Lawrence, now all of 23 years old, has established herself as a star as influential in her strength of personality as in her performance skills. And by standards of modern feminist movie-star role models, this confluence of J Lawrence and K Everdeen is as rare as a bad hair day for Hunger Games fashionista chaperone Effie Trinket. After all, here is a kid from Kentucky who began her acting career in her early teens, then was catapulted to instant stardom for her performance in the 2010 American indie film Winter’s Bone. Lawrence triumphed over naysayers – there are always some – in creating the role of Katniss, bringing life to a protagonist already vivid in the minds of millions of protective readers. She took home an Academy Award in 2012 (among an armload of trophies) for her fragile, utterly un-Katniss-like work in Silver Linings Playbook. And then there is this: she enjoys eating heartily, like a normal person.
Girl on fire
Here is a joyful, photogenic young movie star who trips on her beautiful gown while stepping up to collect her Oscar, then jokes about it with a candour that disarms a worldwide audience. Lawrence does not do mumbly nor sullen. She does not OD on tattoos, traipse around in $1,000 shoes, nor wear a vial of blood on a cord around her neck. She does not vomit in front of paparazzi cameras, exasperate her colleagues with demands or require a Pilates trainer on call at all times.

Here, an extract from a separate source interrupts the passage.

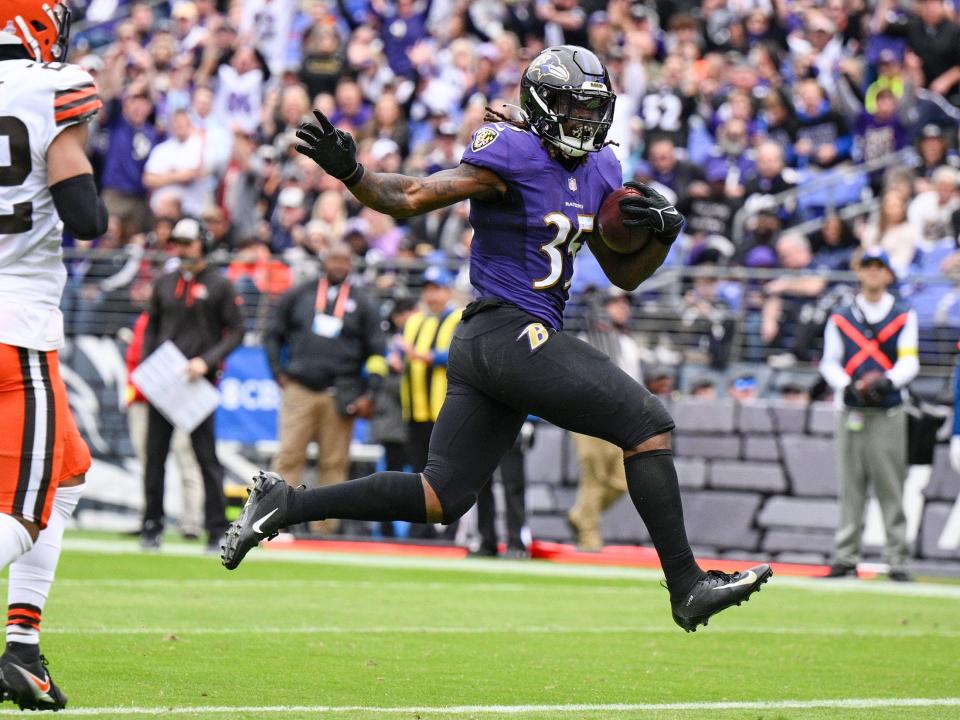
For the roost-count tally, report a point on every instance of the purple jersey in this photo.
(524, 245)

What is the responsibility of celebrity? What messages do we want our pop culture sagas to convey? It is strange that behaving like a well-adjusted and responsible young woman counts as movie-star news – or that the popularity of a female lead character who is strong and feminine, brave even when scared, compassionate even when imperfect, and respectful even when breaking with tradition counts as feminist heroism. But it does. There is a reason we delight equally in seeing Katniss dressed up (those pretty gowns!) and dressed down (that bow and arrow!).
Apart from Sigourney Weaver’s singular Ellen Ripley in the stereotype-shattering Alien quartet – the older soul sister to Katniss in what Jacobson calls “feminine ferocity”– there aren’t many saga-style heroines around who show their emotional wounds quite as openly. “Not a**-kicking for the sake of a**-kicking,” the producer succinctly puts it. Indeed, in discussing the adaptation with the books’ author Suzanne Collins, the two agreed on the importance of demonstrating that, as Jacobson puts it, “you don’t have to be perfect, you don’t have to be heroic, you don’t have to be planning to save the world. But you can still be an agent of change.”
The same goes for stardom. Particularly as it affects women whose physical image – magnified by the lens of a hundred photo shoots, a thousand Instagram posts, a million Twitter comments – is mercilessly parsed for meaning, message, and misstep. “Jen’s parents raised her right,” says Jacobson. “She’s the anti-diva. There are a lot of actors who, growing up, I can picture them in their room, holding up a hairbrush, saying ‘I’d like to thank the Academy’. That’s not her. She’s like Katniss, she can’t fake it. They’re very well matched that way.”
And that counts as very exciting indeed. That means that, at least while Jennifer Lawrence and Katniss Everdeen are around, the odds are in a movie-lover’s favour.